À l'heure actuelle, il n'existe aucun mécanisme permettant de corriger la base d'imposition après coup dans ce cas.
Bien que la décote pour volatilité semble tentante, elle serait très difficile à quantifier et, surtout, aucune disposition ne la permet.
Toute tentative non justifiée pourrait être sévèrement sanctionnée par l'administration fiscale.
4. Décote pour illiquidité
Certains crypto-actifs échangés sur des DEX ou peu populaires souffrent souvent d'une moindre liquidité que les principales cryptomonnaies (bitcoin en tête).
Cela peut par exemple compliquer leur vente sans impact important sur le prix.
Ce manque de liquidité pourrait dans certains cas justifier la pertinence d’une décote, similaire à celle appliquée aux titres non cotés, pour refléter le risque qu’un investisseur ne puisse se défaire de ses actifs à un prix favorable.
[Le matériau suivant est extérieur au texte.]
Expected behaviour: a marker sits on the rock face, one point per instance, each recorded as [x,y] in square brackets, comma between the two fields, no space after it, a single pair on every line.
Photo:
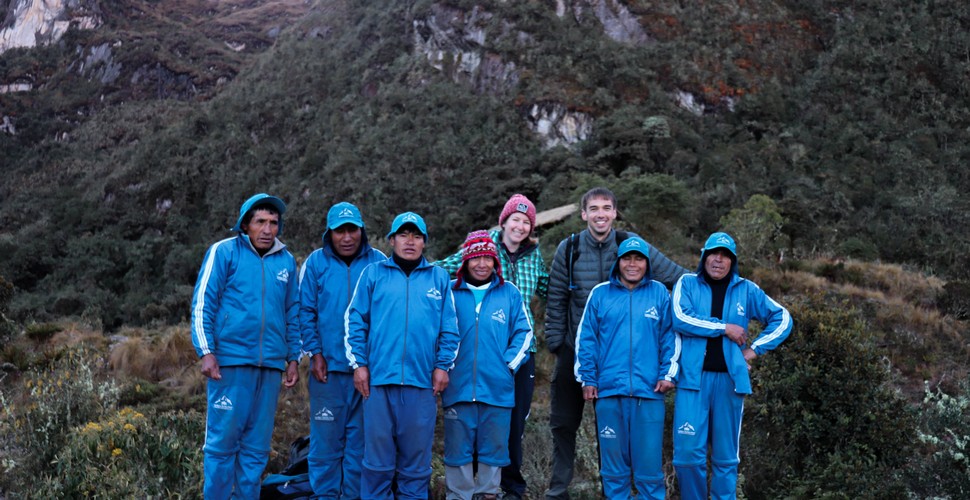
[30,23]
[557,126]
[618,23]
[454,42]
Ce principe pourrait s’appliquer particulièrement aux tokens à faible capitalisation ou aux projets émergents.
Certaines cryptomonnaies ou tokens peuvent en outre être soumis à des restrictions spécifiques à la revente, telles que des périodes de lock-up pour des investisseurs de projets blockchain (ICO). Ces restrictions, qui peuvent limiter la libre négociation des actifs, pourraient également justifier la pertinence d’une décote pour illiquidité.
5. Décote de minorité
Tout comme pour les titres de société, la détention de crypto-actifs dans des portefeuilles où l’investisseur n’a pas de contrôle direct sur la gouvernance ou la gestion du projet pourrait justifier une décote pour bloc minoritaire.
Bien que cette situation soit moins évidente avec les cryptomonnaies que dans les entreprises, elle peut se manifester dans certains projets de gouvernance décentralisée (DAO) où les droits de vote sont attachés aux tokens. Un investisseur avec peu de tokens n’aura que peu d'influence sur les décisions stratégiques, ce qui pourrait affecter la valeur de son portefeuille.
6. Cas spécifique : détention de cryptomonnaies via une société
La détention de crypto-actifs par une société peut compliquer la valorisation et justifier l’application de décotes ou surcotes spécifiques sur les titres de la société en cause. Par exemple, si une société détient des cryptos lui conférant une participation majoritaire dans un projet blockchain, une surcote pourrait être envisagée, à l’instar de ce qui peut se faire pour les titres de sociétés cotées détenus par une holding (Cour de cassation, 2015). Cependant, cette approche n’a pas encore été adaptée aux crypto-actifs dans le cadre légal actuel.
7. Actifs numériques spécifiques : NFT, tokens non listés et stablecoins
Les NFT (tokens non fongibles) ou les tokens non listés présentent des défis spécifiques en matière de valorisation. En l'absence de cours de marché stable, leur évaluation repose souvent sur des méthodes subjectives, telles que l'utilisation de comparables ou d'expertises indépendantes. Il est crucial de bien documenter les méthodes utilisées pour justifier la valorisation, car l’administration fiscale pourrait contester ces évaluations.
Pour les stablecoins garantis (qui permettent au détenteur de solliciter auprès de l’émetteur le « remboursement » de leurs stablecoins en monnaie légale) il pourrait être plus simple d’appliquer les règles relatives à l’évaluation des créances, simplifiant ainsi leur valorisation.
Conclusion
La valorisation des crypto-actifs pour les donations et successions (et bientôt l’ISF ?) reste une zone d'incertitude, nécessitant une approche rigoureuse et prudente. Bien qu’il soit tentant de recourir à des décotes pour volatilité, illiquidité, ou d’autres spécificités propres aux cryptomonnaies, il est essentiel de justifier chaque ajustement par des analyses solides et bien documentées. Toute erreur ou approximation pourrait entraîner des redressements fiscaux significatifs.
En cas de doute, il est possible de solliciter un rescrit fiscal afin d’obtenir confirmation des autorités fiscales sur la méthode d’évaluation retenue.